I just read a post over on Daily Kos called “Paul Ryan’s Magical Economic Worldview: The Austrian School.” First of all, it’s pretty funny. Second, it brings up some important questions about how we talk about that whole “economics” thing. Check it out, it’s an entertaining (and irreverent) read with some good points made along the way*. But that post also left me wondering: Where on earth are the anthropologists in these kinds of debates about human behavior, economics, and policy? There’s no shortage of conversation about economics among the “general public” around the world, so why is it that we don’t hear all that much from anthropologists? And by “all that much” I mean basically never. It’s not like we have a shortage of experience with this stuff. I mean, Malinowski was talking about economics and human nature and all kinds of good stuff almost 100 years ago. So what’s the deal here? Where are the anthropologists? In the US, for example, we hear a lot from the likes of Paul Krugman, Brad DeLong, the folks at the Von Mises Institute, and a whole slew of other economists and “experts” who find their way into print, radio, TV, and internet discussions. Many folks even listen to Glenn Beck, of all people, about economics. No, really: people listen to Glenn Beck.
Where oh where have the anthropologists gone?
So, thinking in a strategic sense, how can anthropologists become a more engaged part of these kinds of discussions? Seems to me that we have a lot to offer, and have for decades. So why are the economists getting all the air time? Is it because they try harder? Are they better looking? Do they have better ideas? Are they paying people off at CNN, Fox, and the New York Times? Or are we stuck in the proverbial bull pen of public debate because this sort of engagement with wider audiences isn’t really “our thing”? Are we being shut out of the conversation? (I highly doubt it.) Is this kind of thing “too political”? Or are we too busy “counting yams” (a nod to this recent post at the OAC about the passing of Eric Hobsbawm) to participate in these kinds of larger conversations? What gives?
I’m looking forward to the day when someone trots out the usual “humans are all self-interested rational actors” line and at least one anthropologist is called on as an expert to offer a slightly different take. And when I say “slightly” I mean something like this.** So how do we get there? How, dare I say, shall we step outside the halls of academia to once again engage in public debate? I’d say it’s about time we regain the public voice we once had in the long past days of Boas, Mead, and Benedict.
Or are we too busy for that sort of thing these days?
*You can also see my plug for anthropology in the comments of the post.

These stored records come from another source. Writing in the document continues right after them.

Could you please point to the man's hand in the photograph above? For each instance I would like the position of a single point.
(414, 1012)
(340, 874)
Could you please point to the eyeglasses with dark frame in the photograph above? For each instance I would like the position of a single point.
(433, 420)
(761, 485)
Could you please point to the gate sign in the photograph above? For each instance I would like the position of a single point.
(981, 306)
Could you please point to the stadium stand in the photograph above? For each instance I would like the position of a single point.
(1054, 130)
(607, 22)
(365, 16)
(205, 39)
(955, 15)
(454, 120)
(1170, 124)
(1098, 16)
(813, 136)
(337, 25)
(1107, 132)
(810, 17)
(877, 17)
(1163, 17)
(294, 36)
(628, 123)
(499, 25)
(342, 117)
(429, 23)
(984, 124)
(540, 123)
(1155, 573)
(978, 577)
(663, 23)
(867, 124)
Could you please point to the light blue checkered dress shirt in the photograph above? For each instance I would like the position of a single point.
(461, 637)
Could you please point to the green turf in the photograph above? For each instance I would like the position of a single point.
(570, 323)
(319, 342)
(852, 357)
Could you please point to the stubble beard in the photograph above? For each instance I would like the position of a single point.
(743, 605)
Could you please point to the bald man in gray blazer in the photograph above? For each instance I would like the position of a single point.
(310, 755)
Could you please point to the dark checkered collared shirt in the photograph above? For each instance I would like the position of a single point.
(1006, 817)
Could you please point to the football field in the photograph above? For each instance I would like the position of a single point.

**David Graeber is one of the anthropologists who has done a great job of expanding the discussion beyond academia, closed conferences, and peer reviewed papers. And he deserves a kudos for that. I think we need more of that sort of thing. But it doesn’t mean this is an either/or issue. I think we can do solid academic work AND engage in these kinds of wider debates, issues, and discussions. It might help if this sort of thing, along with teaching, “counted” a bit more in how we evaluate up and coming anthropologists. Just sayin.